Associate Professor of Biological Sciences (in the Mortimer B. Zuckerman Mind Brain Behavior Institute)
Columbia University
Title: Skin-brain axis for tactile sensations
Abstract: A caress from a loved one can trigger reward and promote a warm embrace. Conversely, noxious stimuli can trigger pain and unpleasantness. As a field, we have identified receptor proteins in the skin that allow peripheral sensory neurons to detect touch and pain. One of the next big challenges in the field is understanding the integrated response from skin to brain – from detection to perception. It is critical that this gap in knowledge is closed, in order to provide safe ways to treat pain, and to enhance the rewarding nature of social encounters in people suffering neurologic and psychiatric deficits such as autism or major depression.

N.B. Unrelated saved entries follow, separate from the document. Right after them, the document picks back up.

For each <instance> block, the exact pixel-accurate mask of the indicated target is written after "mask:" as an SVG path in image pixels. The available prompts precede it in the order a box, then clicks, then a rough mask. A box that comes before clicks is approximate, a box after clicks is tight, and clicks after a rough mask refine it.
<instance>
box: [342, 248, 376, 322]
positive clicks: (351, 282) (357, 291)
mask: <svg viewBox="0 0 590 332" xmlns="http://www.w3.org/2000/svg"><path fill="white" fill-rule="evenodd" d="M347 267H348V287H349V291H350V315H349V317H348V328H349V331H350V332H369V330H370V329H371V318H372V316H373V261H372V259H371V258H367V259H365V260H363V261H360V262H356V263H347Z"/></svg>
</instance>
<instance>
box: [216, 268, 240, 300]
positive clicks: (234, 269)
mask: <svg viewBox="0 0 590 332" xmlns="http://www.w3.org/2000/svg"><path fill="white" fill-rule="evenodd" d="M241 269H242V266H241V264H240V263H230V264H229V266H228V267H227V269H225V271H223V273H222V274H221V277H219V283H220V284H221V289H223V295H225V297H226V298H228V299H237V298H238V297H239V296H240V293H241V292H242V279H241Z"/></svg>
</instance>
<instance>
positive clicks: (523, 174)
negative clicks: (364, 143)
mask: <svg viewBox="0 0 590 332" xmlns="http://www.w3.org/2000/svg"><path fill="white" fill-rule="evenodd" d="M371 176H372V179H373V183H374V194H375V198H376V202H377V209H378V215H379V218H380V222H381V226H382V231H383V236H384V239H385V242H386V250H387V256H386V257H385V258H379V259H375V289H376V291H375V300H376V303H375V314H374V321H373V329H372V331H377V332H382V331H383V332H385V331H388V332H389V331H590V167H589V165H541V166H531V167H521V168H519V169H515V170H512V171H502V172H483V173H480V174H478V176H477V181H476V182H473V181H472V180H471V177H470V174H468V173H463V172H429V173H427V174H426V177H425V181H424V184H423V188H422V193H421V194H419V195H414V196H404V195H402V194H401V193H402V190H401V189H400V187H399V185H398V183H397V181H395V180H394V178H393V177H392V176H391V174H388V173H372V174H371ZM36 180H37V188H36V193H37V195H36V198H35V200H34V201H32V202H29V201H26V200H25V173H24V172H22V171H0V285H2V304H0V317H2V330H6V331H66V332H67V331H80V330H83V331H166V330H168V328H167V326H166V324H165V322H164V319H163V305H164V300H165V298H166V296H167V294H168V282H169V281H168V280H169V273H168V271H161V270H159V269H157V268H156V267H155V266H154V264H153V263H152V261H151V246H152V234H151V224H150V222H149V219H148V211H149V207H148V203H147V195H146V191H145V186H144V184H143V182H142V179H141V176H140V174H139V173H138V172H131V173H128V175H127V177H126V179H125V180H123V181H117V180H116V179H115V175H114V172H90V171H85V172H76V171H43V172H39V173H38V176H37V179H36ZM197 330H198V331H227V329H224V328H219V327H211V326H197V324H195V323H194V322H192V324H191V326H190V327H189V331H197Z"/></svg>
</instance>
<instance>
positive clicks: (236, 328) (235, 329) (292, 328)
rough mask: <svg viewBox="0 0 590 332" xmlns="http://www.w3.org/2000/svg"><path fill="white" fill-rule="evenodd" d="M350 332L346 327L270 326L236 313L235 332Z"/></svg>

Work in the Abdus-Saboor lab is integrating the peripheral and central nervous systems, seeking to uncover genes and neural circuits for somatosensation from the skin to the spinal cord and interconnected networks across the brain. We are elucidating the “skin-brain axis” – taking a holistic approach that combines high-resolution behavioral mapping, brain imaging, and neural circuit manipulations. This seminar will be divided into three parts, featuring discoveries made in the Abdus-Saboor lab including 1) identification of a skin-brain neuronal pathway in mice for rewarding social touch, 2) development of quantitative pain scales in mice for connecting pain behavioral signatures with neural circuits, and 3) the role of social touch in naked mole-rat colonies. Each section will conclude with future directions about where the lab is taking each major project.